De vrais moyens militaires... Le Japon n'a plus d'armée depuis 1945, mais le pays possède une force d'auto-défense depuis 1954. Une "vraie" armée que le Premier ministre Shinzo Abe s'efforce de doter de plus de moyens. Le pays possède des destroyers avec des missiles intercepteurs depuis 2012, qui croisent aux côtés des destroyers américains, rappelle Le Monde.
Les Japonais possèdent aussi des systèmes de détection et de poursuite de missile. Des boucliers Thaad (Terminal High Altitude Area Defense) - conçus pour intercepter et détruire des missiles balistiques de portées courte, moyenne et intermédiaire - sont également en cours de déploiement sur le sol nippon.
Un dispositif renforcé mardi, depuis le tir nord-coréen. La force d'auto-défense a en effet déployé des systèmes d'interception sol-air de type PAC-3 sur la base aérienne américaine de Yokota, à Tokyo. Des mesures qui n'empêchent pas certains Japonais d'investir dans des abris anti-atomiques et des purificateurs d'air contre les radiations et les gaz toxiques depuis l'accélération des essais balistiques nord-coréens.
… mais à l'efficacité limitée.
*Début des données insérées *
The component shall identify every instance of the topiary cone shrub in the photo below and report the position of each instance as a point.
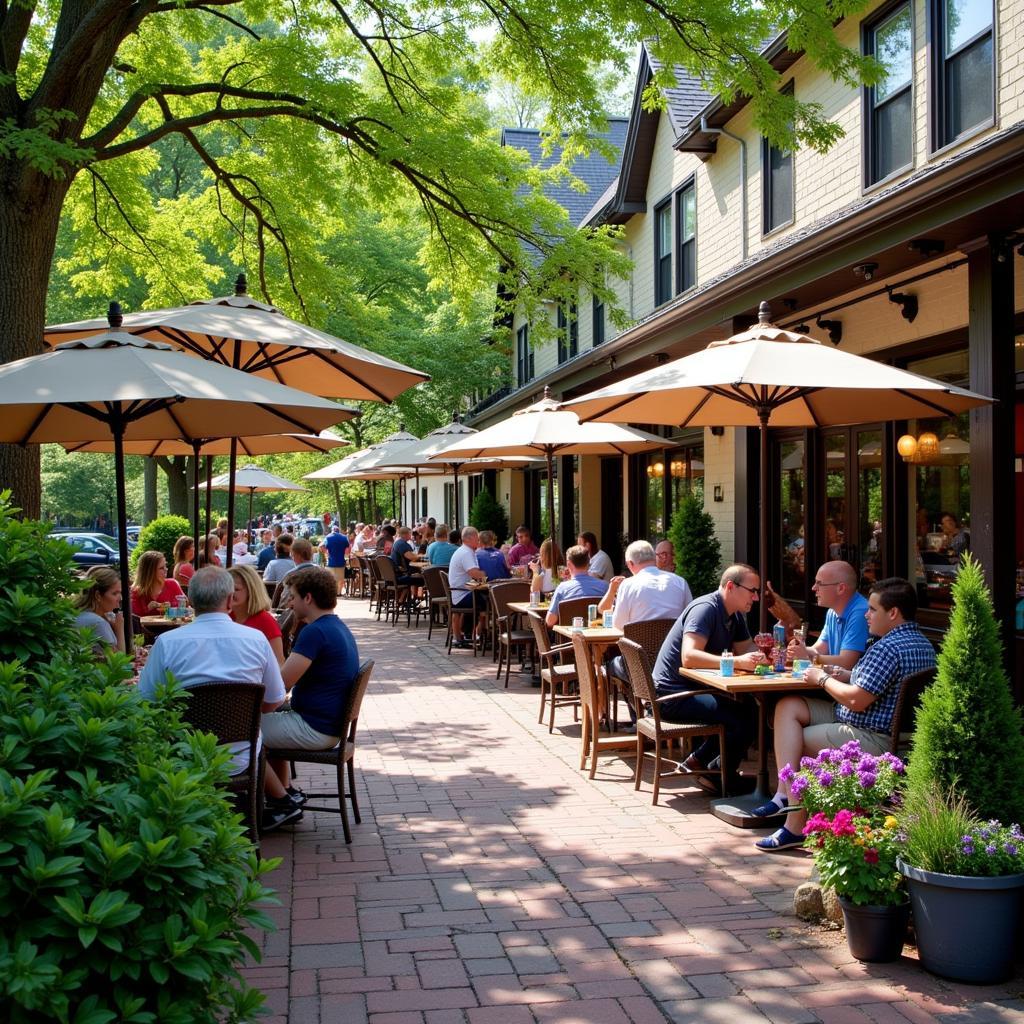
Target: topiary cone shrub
(698, 554)
(161, 535)
(968, 734)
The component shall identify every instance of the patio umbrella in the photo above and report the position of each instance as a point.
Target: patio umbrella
(770, 377)
(547, 429)
(116, 384)
(257, 338)
(326, 440)
(252, 478)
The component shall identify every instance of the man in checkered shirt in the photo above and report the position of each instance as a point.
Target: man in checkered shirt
(863, 698)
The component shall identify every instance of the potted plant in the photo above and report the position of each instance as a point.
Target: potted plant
(856, 856)
(966, 881)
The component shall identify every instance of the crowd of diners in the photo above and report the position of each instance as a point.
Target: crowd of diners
(867, 645)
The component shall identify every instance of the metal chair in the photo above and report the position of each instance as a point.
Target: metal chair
(340, 757)
(231, 712)
(652, 728)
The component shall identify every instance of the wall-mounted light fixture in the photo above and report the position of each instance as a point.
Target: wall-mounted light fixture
(907, 304)
(835, 329)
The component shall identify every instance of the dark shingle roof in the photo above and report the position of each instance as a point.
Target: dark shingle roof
(594, 170)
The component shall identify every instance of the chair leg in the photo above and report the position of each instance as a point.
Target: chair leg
(341, 803)
(351, 791)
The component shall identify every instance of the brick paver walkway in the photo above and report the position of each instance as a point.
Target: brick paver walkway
(492, 883)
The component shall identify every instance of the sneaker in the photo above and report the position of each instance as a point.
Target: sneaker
(275, 816)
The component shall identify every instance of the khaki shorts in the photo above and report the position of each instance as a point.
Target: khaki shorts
(824, 732)
(289, 728)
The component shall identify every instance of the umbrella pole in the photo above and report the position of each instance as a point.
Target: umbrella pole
(119, 479)
(230, 500)
(196, 448)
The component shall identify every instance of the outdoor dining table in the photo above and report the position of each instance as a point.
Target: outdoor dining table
(736, 810)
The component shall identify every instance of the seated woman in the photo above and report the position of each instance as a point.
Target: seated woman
(545, 568)
(251, 606)
(99, 606)
(153, 589)
(184, 552)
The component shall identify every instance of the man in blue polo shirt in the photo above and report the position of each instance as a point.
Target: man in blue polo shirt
(580, 583)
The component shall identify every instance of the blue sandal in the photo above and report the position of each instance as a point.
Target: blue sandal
(782, 839)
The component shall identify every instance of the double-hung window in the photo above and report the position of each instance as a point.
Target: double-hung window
(523, 356)
(889, 105)
(686, 238)
(663, 252)
(776, 184)
(568, 333)
(964, 74)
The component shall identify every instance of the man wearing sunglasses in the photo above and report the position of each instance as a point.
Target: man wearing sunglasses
(711, 625)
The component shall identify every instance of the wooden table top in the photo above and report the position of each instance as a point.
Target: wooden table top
(747, 682)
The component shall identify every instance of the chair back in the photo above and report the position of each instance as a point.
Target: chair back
(540, 628)
(229, 711)
(910, 689)
(649, 634)
(567, 610)
(641, 681)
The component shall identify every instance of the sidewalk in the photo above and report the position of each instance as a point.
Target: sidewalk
(492, 883)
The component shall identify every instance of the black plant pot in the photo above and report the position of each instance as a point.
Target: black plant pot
(876, 934)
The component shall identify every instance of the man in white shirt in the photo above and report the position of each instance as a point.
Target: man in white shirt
(463, 567)
(214, 648)
(649, 593)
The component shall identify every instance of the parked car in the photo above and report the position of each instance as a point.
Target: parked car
(91, 549)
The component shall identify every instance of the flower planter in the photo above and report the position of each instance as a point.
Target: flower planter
(967, 927)
(876, 934)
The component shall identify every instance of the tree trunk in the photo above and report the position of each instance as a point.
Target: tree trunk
(148, 491)
(29, 220)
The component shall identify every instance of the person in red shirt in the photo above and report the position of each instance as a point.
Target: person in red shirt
(251, 606)
(153, 589)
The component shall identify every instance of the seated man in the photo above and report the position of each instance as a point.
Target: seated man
(214, 648)
(860, 701)
(491, 559)
(711, 625)
(463, 567)
(320, 672)
(580, 583)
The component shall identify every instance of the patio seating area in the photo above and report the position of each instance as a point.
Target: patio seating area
(491, 882)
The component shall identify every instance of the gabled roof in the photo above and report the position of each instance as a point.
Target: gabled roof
(594, 170)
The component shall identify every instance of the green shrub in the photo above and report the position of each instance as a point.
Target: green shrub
(698, 554)
(161, 535)
(36, 617)
(968, 733)
(487, 513)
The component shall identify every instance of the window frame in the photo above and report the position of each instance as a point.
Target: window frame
(767, 227)
(663, 288)
(868, 28)
(690, 185)
(937, 94)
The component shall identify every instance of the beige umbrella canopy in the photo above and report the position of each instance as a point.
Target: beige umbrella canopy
(770, 377)
(124, 386)
(547, 429)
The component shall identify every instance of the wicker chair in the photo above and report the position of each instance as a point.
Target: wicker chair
(910, 689)
(231, 712)
(341, 756)
(652, 728)
(507, 637)
(558, 681)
Tous ces dispositifs auraient toutefois un effet limité en cas de tir de missile qui ciblerait le Japon. "L'interception d'un missile est possible seulement lorsqu'il est en phase de réception. Et encore, seuls les États-Unis ont la capacité de le faire efficacement. Et quand le missile est en très haute altitude [comme cela a été le cas cette nuit], c'est encore plus compliqué", détaille Jean-Vincent Brisset, directeur de recherches à l'IRIS et spécialiste des questions de sécurité en Asie, à Europe1.fr. Les moyens japonais risquent donc d'être limités en cas d'agression réelle.
" On n'aura pas de Hiroshima. Seuls les États-Unis sont visés "
Un danger à relativiser. Reste qu'une agression armée de la Corée du Nord en direction de l'Etat nippon s'avère relativement hypothétique. "Si la menace nord-coréenne pèse sur le Japon, le pays n'est pas directement visé", rappelle Vincent Brisset. Le tir de cette nuit est un essai et non d'une menace sérieuse envoyée au Japon. "On n'aura pas de Hiroshima. Seuls les États-Unis sont visés", assure le spécialiste. Si Pyongyang devait toucher le Japon, ce serait selon lui uniquement pour atteindre les bases américaines qui y sont installées. Selon un traité de coopération mutuelle, ce sont les États-Unis et leurs 47.000 soldats sur place, qui sont chargés d'assurer la sécurité du Japon.
Des démonstrations de force destinées avant tout aux Nord-Coréens eux-mêmes. Et pour l'heure, même une attaque à l'encontre des Etats-Unis semble peu probable. La Corée du Nord a fait baisser les tensions avec les États-Unis en annonçant qu'elle mettait en pause ses tirs en direction du territoire américain de Guam à la mi-août. Selon le programme initialement annoncé par le régime nord-coréen, quatre missiles auraient dû passer au-dessus du Japon pour atteindre cette île du Pacifique. Mais Pyongyang semble avoir mis de l'eau dans son vin et ralenti l'escalade verbale entre les dirigeants des deux pays.
"Il ne faut pas oublier que les démonstrations de force de la Corée du Nord sont destinées avant tout aux Nord-Coréens eux-mêmes", observe Jean-Vincent Brisset. "Kim Jong-Un doit continuer de se présenter comme le protecteur du peuple" et pour cela, il doit y entretenir le sentiment d'une menace qui pèserait sur le pays.